Pathologization and deference to mental health professionals emerge in many Transition Towns. In The Transition Handbook: From Oil Dependency to Local Resilience, founder Rob Hopkins boldly outlined how ordinary citizens can lead climate-friendly innovations in transportation, energy, food, finance, governance, and more. Yet when it came to feelings, Hopkins wrote that he had “no background in psychology,” and let a professional psychologist write that chapter. Chris Johnstone diagnosed us all as oil “addicts” and prescribed self-reflection steps, methods of public engagement, and meeting procedures for activist groups based on treatment programs for substance use disorders.
“Inner Transition” subcommittees often morph into ad hoc emotional support groups, but pathologizing influences still emerge: A resource from a recent webinar circulated through Transition Network advises that mental health treatments can help distressed activists avoid getting addictively “stuck” in “flawed,” imbalanced “brain chemistry.” A shared Post Carbon Institute essay regurgitates antidepressant ad pseudoscience, contending that we struggle to build a more resilient society because we seek dopamine hits while serotonin “spreads happiness signals” and “too little leads to depression.” A workshop on managing reactions to climate change concludes with contacts for mainstream mental health services.
I presented some of these examples to Don Hall, co-director of Transition US, and he emphasized that Transition Towns are mostly independent, volunteer-driven, and engaged in practical projects. “We’re not saying we’re equipped to deal with acute mental health crises,” said Hall.
Yet, I responded, no Transition groups end talks about, say, revitalizing local economies, by advising people with “acute” money problems to consult mainstream credit providers. Why direct people to mainstream mental health services?
“That’s a great question,” said Hall, agreeing there’s a need for clearer strategies surrounding emotional distress and community resilience-building. A burgeoning Transition US “ Inner Resilience Network “ may grapple with some of these issues-it involves many mental health professionals, but mainly ones bringing spiritual and social-justice perspectives.
Some prominent leaders, like Bob Doppelt, told me they’re well aware there’s a paradigm battle underway.
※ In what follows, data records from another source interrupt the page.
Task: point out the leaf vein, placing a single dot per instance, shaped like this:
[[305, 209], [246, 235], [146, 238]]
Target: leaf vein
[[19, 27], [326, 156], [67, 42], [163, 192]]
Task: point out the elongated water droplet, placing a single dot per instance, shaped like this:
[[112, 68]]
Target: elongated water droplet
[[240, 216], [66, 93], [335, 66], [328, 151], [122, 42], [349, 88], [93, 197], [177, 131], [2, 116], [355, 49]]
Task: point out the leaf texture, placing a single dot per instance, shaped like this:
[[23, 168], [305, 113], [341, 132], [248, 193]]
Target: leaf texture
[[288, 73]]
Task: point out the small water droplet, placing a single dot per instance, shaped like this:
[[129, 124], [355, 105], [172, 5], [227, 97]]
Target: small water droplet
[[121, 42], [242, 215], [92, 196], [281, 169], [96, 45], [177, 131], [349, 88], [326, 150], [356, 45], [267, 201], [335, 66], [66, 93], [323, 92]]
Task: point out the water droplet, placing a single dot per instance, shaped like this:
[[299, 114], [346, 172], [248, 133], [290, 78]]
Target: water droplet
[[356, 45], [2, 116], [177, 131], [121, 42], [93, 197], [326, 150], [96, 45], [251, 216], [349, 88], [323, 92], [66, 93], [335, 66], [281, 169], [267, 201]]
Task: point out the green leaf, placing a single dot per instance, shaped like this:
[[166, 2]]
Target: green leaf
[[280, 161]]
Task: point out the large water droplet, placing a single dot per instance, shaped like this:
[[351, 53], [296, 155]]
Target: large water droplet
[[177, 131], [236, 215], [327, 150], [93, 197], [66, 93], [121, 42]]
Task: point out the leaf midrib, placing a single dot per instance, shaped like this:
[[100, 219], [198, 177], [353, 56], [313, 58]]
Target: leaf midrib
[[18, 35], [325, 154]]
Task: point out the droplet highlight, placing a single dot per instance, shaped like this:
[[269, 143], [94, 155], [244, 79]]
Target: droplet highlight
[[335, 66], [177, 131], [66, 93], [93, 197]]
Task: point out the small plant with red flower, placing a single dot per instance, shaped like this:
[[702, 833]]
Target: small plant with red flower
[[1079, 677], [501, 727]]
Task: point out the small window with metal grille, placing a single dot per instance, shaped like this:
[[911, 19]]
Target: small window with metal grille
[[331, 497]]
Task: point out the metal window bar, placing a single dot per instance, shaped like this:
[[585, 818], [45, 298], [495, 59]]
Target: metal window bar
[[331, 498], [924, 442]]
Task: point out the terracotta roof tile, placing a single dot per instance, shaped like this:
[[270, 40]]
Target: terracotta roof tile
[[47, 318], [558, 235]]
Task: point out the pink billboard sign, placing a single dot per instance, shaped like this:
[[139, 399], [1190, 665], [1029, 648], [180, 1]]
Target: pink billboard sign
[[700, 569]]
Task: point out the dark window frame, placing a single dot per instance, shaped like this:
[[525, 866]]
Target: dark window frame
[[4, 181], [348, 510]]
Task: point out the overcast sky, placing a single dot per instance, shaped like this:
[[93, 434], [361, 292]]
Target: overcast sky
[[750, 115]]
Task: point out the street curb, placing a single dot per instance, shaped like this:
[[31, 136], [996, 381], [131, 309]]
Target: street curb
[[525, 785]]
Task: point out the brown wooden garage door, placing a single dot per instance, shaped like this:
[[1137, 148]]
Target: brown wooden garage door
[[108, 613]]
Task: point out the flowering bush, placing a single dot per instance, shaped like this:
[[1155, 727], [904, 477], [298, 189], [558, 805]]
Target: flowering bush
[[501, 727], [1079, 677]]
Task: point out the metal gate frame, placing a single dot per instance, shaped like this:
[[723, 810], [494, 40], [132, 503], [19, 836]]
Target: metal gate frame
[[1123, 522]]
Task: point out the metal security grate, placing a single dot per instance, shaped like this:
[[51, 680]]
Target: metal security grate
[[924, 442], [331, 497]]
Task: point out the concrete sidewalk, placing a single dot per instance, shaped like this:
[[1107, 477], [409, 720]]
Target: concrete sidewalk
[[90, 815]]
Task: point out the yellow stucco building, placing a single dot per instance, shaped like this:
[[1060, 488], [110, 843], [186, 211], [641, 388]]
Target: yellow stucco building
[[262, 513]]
Doppelt, an urban planner, Buddhist, and psychologist, often runs workshops for mental health professionals on channeling climate distress through mindfulness, spiritual views of nature, group cooperativeness, and community resilience-building.
But most mental health professionals, Doppelt said, strongly believe in “individually focused,” pathologized, and medicalized approaches. Some members of Doppelt’s International Transformational Resilience Coalition are psychiatrists involved in the Climate Psychiatry Alliance. “I know they’re trying to move their group away from the medication model,” said Doppelt. “They’re trying to work as hard as they can but not get tossed out of the room.”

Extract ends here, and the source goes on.